# thought this was cute...



## Guest (Nov 16, 2006)

and thought some could appreciate it as much as I did hehe


----------



## TerriB (Nov 16, 2003)

Excellent comment!


----------



## TAWhatley (Mar 6, 2001)

Yep .. gotta love the postcript to that ..  

Terry


----------



## Skyeking (Jan 17, 2003)

DITTO on that!


----------



## christina11 (Jan 20, 2006)

Ooo ya another pigeon lover !!!!!


----------



## Larry_Cologne (Jul 6, 2004)

*Bad hygiene?*

Pigeons have excellent hygiene. 

Don't even need toilet paper, unless they have problems usually brought on in a direct or indirect way by humans or human activity.

Pigeon *Splitbeak* had diarrhea and a poop build-up because she couldn't clean herself. There is a good chance she split her upper beak by hitting a glass windowpane.

If humans are unable to clean themselves, they usually have a nurse or another human help them. We don't call them unhygienic for that reason. 

Humans use toilets and sewer systems, but there are plenty of people here in Cologne (and everywhere) who take short-cuts. 

And humans contribute immensely to garbage and trash and graffiti everywhere. They often build indiscriminately, without regard to the commonweal of other species, and often leave unused, obsolete habitations and vehicles wherever they have forgotten them out of sight. 

The sign should read:

Please don't allow humans here! WE DON'T WANT THEM. They are unhygienic, spread lice, ticks, cockroaches, AIDS, tuberculosis, numerous influenzas, bacteria, fungi, viruses, microorgansms, crime, pollution, radioactivity, et cetera et cetera and more etc. 

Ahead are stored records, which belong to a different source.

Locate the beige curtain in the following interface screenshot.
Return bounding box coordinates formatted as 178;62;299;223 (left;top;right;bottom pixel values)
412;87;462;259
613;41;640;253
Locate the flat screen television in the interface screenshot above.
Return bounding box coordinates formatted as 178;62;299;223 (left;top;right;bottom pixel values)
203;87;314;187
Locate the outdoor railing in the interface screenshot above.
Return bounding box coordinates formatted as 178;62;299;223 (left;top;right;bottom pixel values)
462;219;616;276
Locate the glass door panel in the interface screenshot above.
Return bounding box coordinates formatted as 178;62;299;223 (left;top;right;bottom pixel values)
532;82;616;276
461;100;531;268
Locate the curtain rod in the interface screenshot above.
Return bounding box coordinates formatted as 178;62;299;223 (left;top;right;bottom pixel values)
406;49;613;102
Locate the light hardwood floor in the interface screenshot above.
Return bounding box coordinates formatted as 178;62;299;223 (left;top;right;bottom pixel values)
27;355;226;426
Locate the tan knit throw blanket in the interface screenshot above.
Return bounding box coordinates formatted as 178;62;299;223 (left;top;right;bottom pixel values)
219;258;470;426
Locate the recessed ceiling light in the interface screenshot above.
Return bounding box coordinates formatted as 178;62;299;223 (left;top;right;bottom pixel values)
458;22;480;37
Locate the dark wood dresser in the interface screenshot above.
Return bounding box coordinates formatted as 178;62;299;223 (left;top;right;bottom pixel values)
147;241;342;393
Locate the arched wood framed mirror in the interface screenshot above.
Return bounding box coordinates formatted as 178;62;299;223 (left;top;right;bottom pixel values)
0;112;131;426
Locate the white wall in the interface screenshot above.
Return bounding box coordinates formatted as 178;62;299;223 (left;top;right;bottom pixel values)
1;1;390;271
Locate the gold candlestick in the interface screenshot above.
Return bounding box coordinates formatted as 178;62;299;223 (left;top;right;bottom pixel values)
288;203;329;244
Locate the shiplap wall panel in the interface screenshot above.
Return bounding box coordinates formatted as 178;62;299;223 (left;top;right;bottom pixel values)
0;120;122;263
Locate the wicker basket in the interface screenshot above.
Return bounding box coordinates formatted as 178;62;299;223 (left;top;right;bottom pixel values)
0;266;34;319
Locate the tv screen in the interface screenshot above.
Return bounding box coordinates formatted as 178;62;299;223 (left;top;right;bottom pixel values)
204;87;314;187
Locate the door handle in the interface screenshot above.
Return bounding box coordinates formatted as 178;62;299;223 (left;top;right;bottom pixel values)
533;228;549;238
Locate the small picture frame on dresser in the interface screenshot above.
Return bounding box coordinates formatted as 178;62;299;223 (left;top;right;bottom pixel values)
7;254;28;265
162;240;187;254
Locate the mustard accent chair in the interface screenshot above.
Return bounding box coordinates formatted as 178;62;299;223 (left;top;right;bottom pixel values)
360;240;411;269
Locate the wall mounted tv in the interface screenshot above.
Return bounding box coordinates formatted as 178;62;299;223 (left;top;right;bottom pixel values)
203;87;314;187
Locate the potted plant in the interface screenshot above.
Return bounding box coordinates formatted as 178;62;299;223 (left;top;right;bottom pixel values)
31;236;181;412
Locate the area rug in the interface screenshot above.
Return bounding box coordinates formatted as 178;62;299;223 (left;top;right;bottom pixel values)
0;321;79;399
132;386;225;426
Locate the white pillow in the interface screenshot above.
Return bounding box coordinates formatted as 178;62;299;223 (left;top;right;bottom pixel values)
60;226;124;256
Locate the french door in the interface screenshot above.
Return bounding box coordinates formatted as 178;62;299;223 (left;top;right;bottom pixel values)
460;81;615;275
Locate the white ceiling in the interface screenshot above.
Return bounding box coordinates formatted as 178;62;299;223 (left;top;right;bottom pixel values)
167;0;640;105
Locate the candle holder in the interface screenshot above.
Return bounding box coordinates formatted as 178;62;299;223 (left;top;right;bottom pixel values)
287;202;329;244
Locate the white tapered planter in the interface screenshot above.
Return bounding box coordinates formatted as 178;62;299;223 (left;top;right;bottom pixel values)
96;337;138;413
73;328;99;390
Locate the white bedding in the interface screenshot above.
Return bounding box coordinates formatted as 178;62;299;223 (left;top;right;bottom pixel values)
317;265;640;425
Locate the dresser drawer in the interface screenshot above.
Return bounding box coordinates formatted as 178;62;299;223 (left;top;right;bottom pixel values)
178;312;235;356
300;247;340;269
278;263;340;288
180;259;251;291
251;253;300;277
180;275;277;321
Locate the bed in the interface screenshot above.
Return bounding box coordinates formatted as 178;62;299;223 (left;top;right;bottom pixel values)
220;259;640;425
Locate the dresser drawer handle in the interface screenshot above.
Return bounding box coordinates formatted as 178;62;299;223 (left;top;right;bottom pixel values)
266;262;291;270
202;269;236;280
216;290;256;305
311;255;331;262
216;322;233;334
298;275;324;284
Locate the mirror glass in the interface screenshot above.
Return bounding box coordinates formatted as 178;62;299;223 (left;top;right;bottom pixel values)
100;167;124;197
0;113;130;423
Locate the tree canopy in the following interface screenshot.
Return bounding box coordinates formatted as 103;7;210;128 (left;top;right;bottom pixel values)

It is an extremely rare human who is as gentle and cute as a pigeon. 

Humans are a bad example to pigeons as to how a species should behave.

Larry


----------



## arnieismybaby (Jul 24, 2006)

Larry_Cologne said:


> The sign should read:
> 
> Please don't allow humans here! WE DON'T WANT THEM. They are unhygienic, spread lice, ticks, cockroaches, AIDS, tuberculosis, numerous influenzas, bacteria, fungi, viruses, microorgansms, crime, pollution, radioactivity, et cetera et cetera and more etc.
> 
> ...


I couldn't agree with you more. The wording of your sign is far more appropriate!

Anyway, I love the fact that someone came along and added that postscript to the notice, I'm sure the original author will not be happy  

Michelle


----------



## Guest (Nov 16, 2006)

umm yeah, I just posted it to show that pigeon lovers are everywhere ,cant keep a pigeon lover down  pigeons rule !!


----------



## cooingsosweetly (Apr 3, 2005)

*vandal*

sometimes vandals can be productive. the sign at the bathurst station that says dont feed the pigeons and other birds needs to be covered up or altered...if you know what i mean. if it wasnt illegal to tamper with TTC property, i would. (i sneek them seeds sometimes.cant resist. actually my older cock KU came from there, broken wing from streetcar running it over.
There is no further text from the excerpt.